Ювачев-Хармс в кругу своих знакомых доказывал, что поражение СССР в войне с Германией якобы неизбежно и неминуемо. Хармс-Ювачев говорил, что без частного капитала не может быть порядка в стране. Характеризуя положение на фронте, Ювачев-Хармс утверждал, что Ленинград весь минирован, посылают защищать Ленинград невооруженных бойцов. Скоро от Ленинграда останутся одни камни, и если будут в городе уличные бои, то Хармс перейдет на сторону немцев и будет бить большевиков. Хармс-Ювачев говорил, что для того, чтоб в стране хорошо жилось, необходимо уничтожить весь пролетариат или сделать их рабами. Ювачев-Хармс высказывал сожаление врагам народа Тухачевскому, Егорову и др., говоря, что, если бы они были, они спасли бы Россию от большевиков. Других конкретных высказываний в антисоветском духе Ювачева-Хармса я теперь не помню.
Теоретически возможно, конечно, что Хармс обсуждал со Сно или с другими своими знакомыми слухи о том, что на фронт посылают невооруженных бойцов, или жалел, что армия в годы репрессий потеряла кадровых военачальников.
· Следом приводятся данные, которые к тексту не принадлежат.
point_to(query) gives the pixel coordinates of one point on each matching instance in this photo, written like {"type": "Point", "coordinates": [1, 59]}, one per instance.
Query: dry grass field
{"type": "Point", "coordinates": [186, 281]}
Но скорее всего, слова Хармса в условиях голода и стресса перемешались в голове Оранжиреевой с чьими-то еще словами или с собственными затаенными мыслями, и заодно – с какими-то бредовыми стереотипами агитпропа. “Уничтожить весь пролетариат или сделать их рабами”. Трудно представить себе интеллектуально полноценного человека, выдающего такую формулу, но вообразить себе Хармса, рассуждающего о Тухачевском или частной собственности, – еще труднее. Как-то это не вписывается в круг его интересов и ценностей.
В сущности, сам этот допрос, с учетом места и времени действия, с трудом поддается воображению. Ленинград в конце ноября 1941 года был адом – и не первым его кругом. Голодали даже обладатели привилегированных пайков. Но машина репрессий продолжала работать. И вот голодный следователь допрашивает дистрофичку-свидетельницу о пораженческих разговорах, которые три месяца назад вел умирающий от истощения арестант, – а затем дело установленным порядком проходит через несколько инстанций: заместитель начальника 9-го отделения КРО УНКВД ЛО младший лейтенант госбезопасности Артемов, его шеф, старший лейтенант госбезопасности Подчасов, прокурор Грибанов – и, наконец, 5 декабря военный трибунал в составе бригвоенюриста Марчука и членов трибунала Орлова и Герасимова при секретаре Ковригиной выносит решение.
Хармс был признан виновным в том, что “проводил среди своего окружения контрреволюционную пораженческую агитацию, направленную к подрыву военной мощи Советского Союза, к разложению и деморализации Красной Армии”, однако в то же время невменяемым по причине шизофрении.
Ввиду того… что… по характеру совершенного им преступления он является опасным для общества, руководствуясь ст. II УК РСФСР, Ювачева-Хармс направить в психиатрическую лечебницу для принудительного лечения до его выздоровления, и дело возвратить в I Спецотдел УНКВД ЛО.
Седьмого декабря приказ о направлении Хармса в психиатрическую лечебницу поступил во Внутреннюю тюрьму. Куда именно он мог быть направлен? В осажденном городе действовало две психиатрические больницы – на Арсенальной, 9, и на Пряжке. Очевидно, что первая была предпочтительнее и по своему тюремному статусу, и территориально.
На сегодня нет доказательств, что Хармс умер именно на Арсенальной, 9.